Fasilitas layanan Bank NTB Syariah lain yang juga mengalami peningkatan di antaranya CMS Corporate, Laku Pandai, dan EDC Android.
Perkuat Cyber Security
Sesuai dengan tema yang diangkat, tidak ketinggalan dalam paparannya, Bank NTB Syariah juga berbicara soal cyber security. Bank NTB Syariah yang saat ini memiliki rasio biaya IT disbanding rasio total anggaran perusahaan sebesar 4%, rencananya akan ditingkatkan di masa mendatang guna memperkuat cyber security.
“Ke depannya kami akan memberikan anggaran lebih besar kepada teknologi informasi ini dalam rangka untuk penguatan pengelolaan TI dan pengendalian terhadap cyber security,” demikian dikatakan Kukuh.
Bukan tanpa sebab, ditingkatkanya anggaran biaya IT yang didorong untuk memperkuat aspek cyber security ini dilatarbelakangi maraknya cyber crime dalam satu tahun belakangan ini.

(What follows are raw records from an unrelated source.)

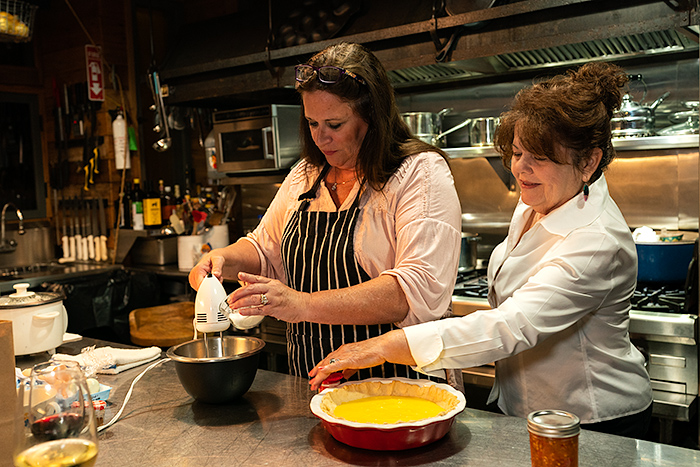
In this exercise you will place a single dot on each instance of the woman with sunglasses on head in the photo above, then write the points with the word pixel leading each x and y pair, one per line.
pixel 364 234
pixel 559 285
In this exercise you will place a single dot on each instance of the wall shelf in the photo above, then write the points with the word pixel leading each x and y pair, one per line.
pixel 621 144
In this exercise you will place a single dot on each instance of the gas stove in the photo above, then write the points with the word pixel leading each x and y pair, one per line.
pixel 663 326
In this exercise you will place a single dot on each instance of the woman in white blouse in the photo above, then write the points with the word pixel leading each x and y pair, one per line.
pixel 364 234
pixel 561 282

“Nah, satu tahun terakhir ini memang kita banyak dikejutkan oleh adanya vandalism terkait cyber security itulah sebabnya di satu tahun terakhir ini kami mencoba untuk menambah anggaran. Dan mudah-mudahan di tahun 2024 ini akan ada anggaran yang cukup signifikan yang kami peruntukkan untuk penguatan cyber security,” tandasnya.
Tidak hanya dari sisi anggaran, keseriusan Bank NTB Syariah dalam memperkuat aspek cyber security juga bisa dilihat dari struktur organisasi TI dalam perusahaan di mana terdapat organ bernaman keamanan cyber TI.
”Jadi, kami di tahun 2023 sudah concern dengan memasukkan salah satu fungsi keamanan cyber TI. Unit inilah yang saat ini bekerja untuk melihat aplikasi-aplikasi dan juga proses-proses yang rentan terhadap cyber security. Akhirnya kami mengupayakan supaya seluruh aplikasi-aplikasi ini dapat dimonitor oleh unit keamanan cyber TI. Jadi, fungsi daripada TI di sini ada yang merencanakan, ada yang mengoperasional dan ada yang melindungi. Jadi kami mencoba seluruh aspek dari teknologi informasi ini dapat ter-capture secara menyeluruh,” tutupnya.